Таково было состояние брахманства. В позднейшее время, когда усилившийся буддаизм и его отдельные секты (как, например, Джайны) стали угрожать сущест­вованию брахманов и их вещественным выгодам, восстал деятельный реформатор, которого действия были более политические, чем религиозные. До того времени развитие брахманства казалось нормальным и постепенным. Но на деле оно было совсем не таким.
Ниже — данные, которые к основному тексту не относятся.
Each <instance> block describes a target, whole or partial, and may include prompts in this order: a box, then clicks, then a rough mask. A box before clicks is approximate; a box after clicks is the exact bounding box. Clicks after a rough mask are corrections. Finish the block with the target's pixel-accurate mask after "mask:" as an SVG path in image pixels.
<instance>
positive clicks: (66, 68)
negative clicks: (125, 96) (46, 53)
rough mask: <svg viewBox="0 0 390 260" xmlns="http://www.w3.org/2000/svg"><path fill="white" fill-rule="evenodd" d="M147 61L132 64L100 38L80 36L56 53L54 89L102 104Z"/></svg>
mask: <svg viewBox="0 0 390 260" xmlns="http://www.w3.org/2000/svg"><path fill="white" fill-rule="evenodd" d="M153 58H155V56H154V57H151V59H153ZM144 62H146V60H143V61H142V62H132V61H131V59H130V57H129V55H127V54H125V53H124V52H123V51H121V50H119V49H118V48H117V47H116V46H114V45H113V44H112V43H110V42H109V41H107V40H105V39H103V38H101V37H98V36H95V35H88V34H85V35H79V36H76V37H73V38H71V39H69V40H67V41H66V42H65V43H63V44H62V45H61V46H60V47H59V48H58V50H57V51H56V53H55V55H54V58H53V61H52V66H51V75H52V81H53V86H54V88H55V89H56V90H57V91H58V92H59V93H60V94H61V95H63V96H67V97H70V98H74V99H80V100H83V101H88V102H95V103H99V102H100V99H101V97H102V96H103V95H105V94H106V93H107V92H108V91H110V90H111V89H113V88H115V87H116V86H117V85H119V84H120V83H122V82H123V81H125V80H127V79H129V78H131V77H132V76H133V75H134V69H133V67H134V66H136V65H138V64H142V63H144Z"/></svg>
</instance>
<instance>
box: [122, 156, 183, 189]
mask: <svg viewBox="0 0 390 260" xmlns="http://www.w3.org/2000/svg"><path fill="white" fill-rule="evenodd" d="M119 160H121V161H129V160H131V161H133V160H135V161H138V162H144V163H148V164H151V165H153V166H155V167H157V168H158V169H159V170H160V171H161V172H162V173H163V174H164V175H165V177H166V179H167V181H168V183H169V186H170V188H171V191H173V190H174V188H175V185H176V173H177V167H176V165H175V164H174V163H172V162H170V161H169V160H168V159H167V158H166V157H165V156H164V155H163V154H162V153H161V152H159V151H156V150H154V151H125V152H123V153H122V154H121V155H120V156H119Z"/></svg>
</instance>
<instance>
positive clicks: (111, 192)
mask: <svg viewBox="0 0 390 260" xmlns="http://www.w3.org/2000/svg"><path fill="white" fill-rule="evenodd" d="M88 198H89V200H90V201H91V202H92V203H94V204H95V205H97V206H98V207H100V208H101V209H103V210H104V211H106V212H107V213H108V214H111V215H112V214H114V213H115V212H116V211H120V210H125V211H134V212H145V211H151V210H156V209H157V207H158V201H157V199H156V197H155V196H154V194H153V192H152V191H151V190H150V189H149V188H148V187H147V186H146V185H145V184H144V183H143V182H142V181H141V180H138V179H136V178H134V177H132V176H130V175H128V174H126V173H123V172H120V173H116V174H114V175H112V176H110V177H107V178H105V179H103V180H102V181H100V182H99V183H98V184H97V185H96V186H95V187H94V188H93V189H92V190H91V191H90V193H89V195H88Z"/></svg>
Шиваизм и вишнуизм с одной стороны, дух философского умствования — с другой, постоянно подкапывали чистоту первобытного учения, ибо, как мы уже сказали, одностороннее направление к логической определенности в мысли было характеристи­ческою чертою Северо-Индустанского племени, точно так же как зодчество было безумием кушита, политический синтез — страстью китайца и слава непобедимости воен­ной — кумиром скифских племен. От этого стремления чисто философского, поставившего в глубокой древности словесность санскритскую на высоту, которой едва достиг­ли самые просвещенные народы (греки и немцы) во времена гораздо позднейшие, утратилась вся простота и определенность древних преданий, между тем как рефор­матор Зер-душт, прививший свое учение к старому уче­нию Ирана (к вере Гаома*), представляет нам прекрасный пример религии восстановленной, но сохранившей какую-то силу и свежесть, свойственные только верованиям пер­вобытным, не подвергшимся ни искажению поражения, ни искажению победы.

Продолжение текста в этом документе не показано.